My dear friend, you and I go down the same road regarding education. Maybe some places we could pause and debate some minor differences, but mostly it's time we take our public education by the scruff of the neck and give it a good shaking.
What you outline is not unlike that which is working in other nations. And they are beginning to leave Americans in the chalk dust.
Why we ever allowed a fine Trade School System as once existed in the Seattle area to be turned into community colleges, I'll never know. But one by one these schools closed or morphed into what I call extended high school.
Of course Trade Schools do need something called Trades in order to justify their existence. How can we turn out thousands of blue collar skilled tradespersons into a jobless nation? Perhaps instead of a certificate of graduation we could present them with a one way ticket to India? Or wherever trades jobs are happening.

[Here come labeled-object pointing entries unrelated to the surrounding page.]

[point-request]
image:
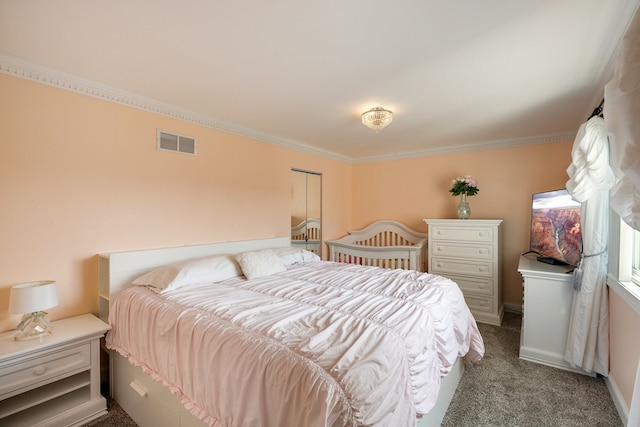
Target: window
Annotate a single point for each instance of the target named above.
(635, 261)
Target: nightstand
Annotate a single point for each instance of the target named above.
(53, 380)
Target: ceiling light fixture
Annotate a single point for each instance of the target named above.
(377, 118)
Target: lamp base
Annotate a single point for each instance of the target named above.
(33, 325)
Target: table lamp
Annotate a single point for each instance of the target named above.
(31, 299)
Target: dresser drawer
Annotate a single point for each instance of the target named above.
(478, 285)
(43, 369)
(445, 267)
(461, 250)
(479, 304)
(478, 234)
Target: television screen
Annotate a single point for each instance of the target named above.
(555, 227)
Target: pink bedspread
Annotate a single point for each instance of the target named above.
(322, 344)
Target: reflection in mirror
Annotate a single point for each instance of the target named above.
(306, 207)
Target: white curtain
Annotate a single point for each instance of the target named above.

So now we also have to fix our sagging manufacturing and industrial businesses.
And at the same time, and perhaps just as important in this new American Education, is our approach to education itself.

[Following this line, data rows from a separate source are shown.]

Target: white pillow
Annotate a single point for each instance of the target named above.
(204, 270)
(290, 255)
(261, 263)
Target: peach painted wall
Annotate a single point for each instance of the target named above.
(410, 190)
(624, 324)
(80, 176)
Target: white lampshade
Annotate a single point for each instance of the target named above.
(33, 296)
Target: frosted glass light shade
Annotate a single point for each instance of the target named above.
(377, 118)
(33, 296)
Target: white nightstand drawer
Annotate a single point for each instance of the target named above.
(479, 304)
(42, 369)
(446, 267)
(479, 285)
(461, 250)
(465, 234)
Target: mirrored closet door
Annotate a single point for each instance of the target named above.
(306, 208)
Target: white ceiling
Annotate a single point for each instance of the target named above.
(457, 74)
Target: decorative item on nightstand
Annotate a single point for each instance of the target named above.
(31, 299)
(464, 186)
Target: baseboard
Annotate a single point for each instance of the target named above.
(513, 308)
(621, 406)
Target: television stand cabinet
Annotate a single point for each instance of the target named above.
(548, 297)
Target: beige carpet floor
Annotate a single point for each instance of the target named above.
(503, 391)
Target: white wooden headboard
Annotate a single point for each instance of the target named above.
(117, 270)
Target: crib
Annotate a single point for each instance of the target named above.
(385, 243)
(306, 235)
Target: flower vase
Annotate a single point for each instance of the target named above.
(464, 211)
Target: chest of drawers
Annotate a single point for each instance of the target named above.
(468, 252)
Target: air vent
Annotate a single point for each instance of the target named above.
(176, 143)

Ann touched on this in talking about how she would structure this new system. But I believe that we must train our teachers to be honest evaluators and insightful advisors and guidance counselors. These new teachers must break from the traditional patterns of teaching children that education is a pyramid with the few very bright children climbing up through college to the top of the heap. A PHD or at the very least a Masters is the sign of having won a brass ring. The rest of the young, the vast majority, are seen as ho hum losers and ne'er do wells.
Rather than do the hard work of finding a place for their skills and talents and directing them toward success, our lack of skills as teachers pushes them into believing that they are failures and rejects. And then we go about wondering why our inner cities are crumbling into war zones?
It's time to stop blaming the victims and come up to the line and take responsibility and roll up our sleeves and care enough about our fellow Americans to do the hard work.